Darf Kunst Werbung sein?
Warum spreche ich als Grafik-Designer und Markenberater eigentlich so selbstbewusst über einen Helden der Kunstgeschichte? Weil das bereits eine ganz besondere Alleinstellung des Werkes von Toulouse-Lautrec darstellt: Er galt zwar als herausragender Zeichner und talentierter Künstler, aber seine gefeierten Arbeiten waren keine musealen Objekte sondern profane Plakate.  Also angewandte Gestaltung für Aufträge von Unterhaltungs-Unternehmern, die über ihre Veranstaltungen informieren wollten. Und Toulouse-Lautrec hat das auf so eigenständige Art gemacht, dass die Werke Gesprächsthema in ganz Paris waren. Das Medium Plakat gewann eine derartige Popularität, dass die angewandte Gestaltung wiederum Kunstanspruch bekam.
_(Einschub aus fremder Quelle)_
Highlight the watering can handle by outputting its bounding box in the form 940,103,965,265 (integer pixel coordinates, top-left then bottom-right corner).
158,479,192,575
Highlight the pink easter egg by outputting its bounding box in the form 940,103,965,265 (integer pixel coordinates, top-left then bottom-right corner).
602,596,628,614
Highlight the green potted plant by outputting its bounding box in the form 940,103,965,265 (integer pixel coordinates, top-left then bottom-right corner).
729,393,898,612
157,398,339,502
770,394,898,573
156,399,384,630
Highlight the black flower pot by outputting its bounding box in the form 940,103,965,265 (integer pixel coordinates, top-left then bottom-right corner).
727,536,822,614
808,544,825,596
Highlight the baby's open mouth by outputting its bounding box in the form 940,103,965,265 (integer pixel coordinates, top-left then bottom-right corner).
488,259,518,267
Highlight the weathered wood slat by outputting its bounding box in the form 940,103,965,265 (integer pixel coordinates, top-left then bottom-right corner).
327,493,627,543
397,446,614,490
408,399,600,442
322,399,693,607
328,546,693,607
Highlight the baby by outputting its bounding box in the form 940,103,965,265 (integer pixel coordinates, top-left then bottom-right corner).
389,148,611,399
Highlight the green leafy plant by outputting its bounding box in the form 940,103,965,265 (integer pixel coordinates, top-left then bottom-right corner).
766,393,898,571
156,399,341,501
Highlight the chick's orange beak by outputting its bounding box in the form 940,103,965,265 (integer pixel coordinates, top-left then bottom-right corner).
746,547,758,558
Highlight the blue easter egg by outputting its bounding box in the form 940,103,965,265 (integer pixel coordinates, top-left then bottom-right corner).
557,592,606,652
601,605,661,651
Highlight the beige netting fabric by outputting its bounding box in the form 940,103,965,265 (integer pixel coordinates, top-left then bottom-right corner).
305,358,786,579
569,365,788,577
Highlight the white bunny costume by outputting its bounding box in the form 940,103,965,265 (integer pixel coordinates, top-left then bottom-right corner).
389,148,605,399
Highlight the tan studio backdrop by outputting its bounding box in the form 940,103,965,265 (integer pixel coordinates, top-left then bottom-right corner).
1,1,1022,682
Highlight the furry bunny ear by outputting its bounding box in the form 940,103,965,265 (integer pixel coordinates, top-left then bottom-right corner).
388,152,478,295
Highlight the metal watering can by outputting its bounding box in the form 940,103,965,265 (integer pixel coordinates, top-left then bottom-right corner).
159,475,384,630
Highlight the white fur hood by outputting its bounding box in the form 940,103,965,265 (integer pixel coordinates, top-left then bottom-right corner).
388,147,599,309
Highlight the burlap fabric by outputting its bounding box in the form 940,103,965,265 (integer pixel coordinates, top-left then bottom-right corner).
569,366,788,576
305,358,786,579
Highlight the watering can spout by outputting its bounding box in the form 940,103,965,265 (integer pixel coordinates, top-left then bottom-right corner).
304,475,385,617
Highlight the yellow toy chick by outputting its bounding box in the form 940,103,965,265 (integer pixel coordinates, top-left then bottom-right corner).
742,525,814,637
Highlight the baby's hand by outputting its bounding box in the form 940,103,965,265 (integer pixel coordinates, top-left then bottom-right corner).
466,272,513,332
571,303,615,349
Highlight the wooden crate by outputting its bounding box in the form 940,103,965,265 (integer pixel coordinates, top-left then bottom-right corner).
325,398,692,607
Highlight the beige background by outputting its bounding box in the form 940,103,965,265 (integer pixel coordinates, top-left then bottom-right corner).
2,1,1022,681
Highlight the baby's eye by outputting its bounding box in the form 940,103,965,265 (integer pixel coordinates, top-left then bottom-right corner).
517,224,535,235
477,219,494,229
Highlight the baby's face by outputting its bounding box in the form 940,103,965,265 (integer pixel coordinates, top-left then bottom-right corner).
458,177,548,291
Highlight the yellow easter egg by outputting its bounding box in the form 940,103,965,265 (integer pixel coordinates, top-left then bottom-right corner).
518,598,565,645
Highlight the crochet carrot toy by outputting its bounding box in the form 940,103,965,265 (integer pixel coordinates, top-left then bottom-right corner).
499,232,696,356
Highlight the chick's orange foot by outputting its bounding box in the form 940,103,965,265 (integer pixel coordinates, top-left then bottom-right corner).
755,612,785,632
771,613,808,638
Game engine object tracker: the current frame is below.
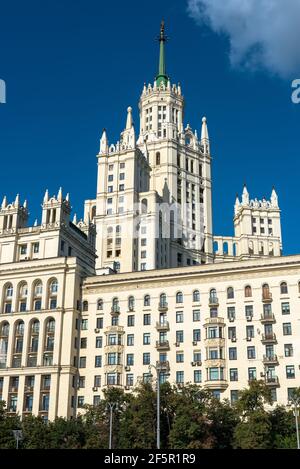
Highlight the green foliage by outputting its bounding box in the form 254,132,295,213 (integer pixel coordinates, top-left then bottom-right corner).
0,385,299,449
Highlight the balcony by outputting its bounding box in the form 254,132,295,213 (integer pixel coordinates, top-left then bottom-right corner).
156,360,170,372
155,340,170,351
208,296,219,307
204,379,228,391
261,333,277,344
262,292,273,303
158,302,168,312
265,376,279,387
156,321,170,331
111,306,120,315
260,313,276,324
263,355,279,365
204,317,225,326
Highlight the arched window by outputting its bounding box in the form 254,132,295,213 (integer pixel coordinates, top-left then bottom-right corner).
107,226,113,235
18,282,28,312
227,287,234,299
44,318,55,366
176,292,183,303
223,242,229,255
32,280,43,311
209,288,218,304
48,279,58,310
159,293,167,308
141,199,148,214
27,319,39,367
245,285,252,297
0,322,9,368
144,295,150,307
3,283,13,314
12,320,24,368
97,299,103,310
213,241,219,254
116,225,121,234
50,279,58,294
128,296,135,311
262,283,270,300
280,282,288,295
156,152,160,165
193,290,200,302
82,301,88,312
112,298,119,313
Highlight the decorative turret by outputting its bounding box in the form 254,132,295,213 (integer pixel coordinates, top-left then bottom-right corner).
99,129,108,155
270,187,279,208
41,188,71,227
201,117,210,154
234,194,240,215
120,107,136,149
242,184,250,205
0,195,28,231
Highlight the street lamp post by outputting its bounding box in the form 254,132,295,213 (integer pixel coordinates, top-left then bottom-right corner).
148,364,161,449
288,396,300,450
107,402,118,449
12,430,23,449
148,361,170,449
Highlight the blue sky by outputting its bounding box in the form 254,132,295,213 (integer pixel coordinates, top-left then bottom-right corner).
0,0,299,254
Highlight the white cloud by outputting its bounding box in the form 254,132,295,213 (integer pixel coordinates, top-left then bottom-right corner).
187,0,300,78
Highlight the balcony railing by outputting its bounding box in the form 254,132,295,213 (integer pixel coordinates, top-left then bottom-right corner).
260,313,275,323
158,302,168,311
265,376,279,386
156,360,170,372
155,340,170,350
156,321,170,331
261,333,277,343
263,354,278,364
208,296,219,306
111,306,120,314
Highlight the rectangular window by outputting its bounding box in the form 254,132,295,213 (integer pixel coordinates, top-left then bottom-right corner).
245,305,253,319
96,318,103,329
281,303,290,315
127,334,134,346
77,396,84,408
247,346,256,359
228,327,236,339
143,314,151,325
120,163,125,169
80,338,87,349
143,333,150,345
96,336,102,348
109,164,114,171
108,174,113,182
248,367,257,381
227,307,236,321
193,351,201,362
193,329,201,342
126,354,134,366
81,319,88,330
119,184,125,191
176,311,184,323
194,370,202,383
176,352,184,363
126,374,134,386
141,251,147,259
120,173,125,180
284,344,293,357
193,310,200,321
229,347,237,360
93,395,101,406
79,377,85,388
79,357,86,368
33,243,39,253
50,298,57,310
108,186,113,193
95,356,102,368
230,390,239,404
286,365,295,379
20,244,27,255
176,330,184,343
127,315,135,327
143,353,150,365
176,371,184,384
283,323,292,335
246,325,254,338
230,368,238,381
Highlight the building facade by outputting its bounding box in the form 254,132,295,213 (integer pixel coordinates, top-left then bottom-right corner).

Die Menschen entwendeten sogar die Plakate von der Straße – und heute hängen die „Werbeplakate“ von damals im Museum. 

Der Weg zur Kunst.
Um die Bedeutung Toulouse-Lautrecs zu verstehen, lohnt sich ein Blick in die Historie. Wir gehen zurück zum auslaufenden 19. Jahrhundert, die Kunstgeschichte nennt diese Epoche Spätimpressionismus. Van Gogh ist Vertreter davon, auch Edgar Degas oder Manet. 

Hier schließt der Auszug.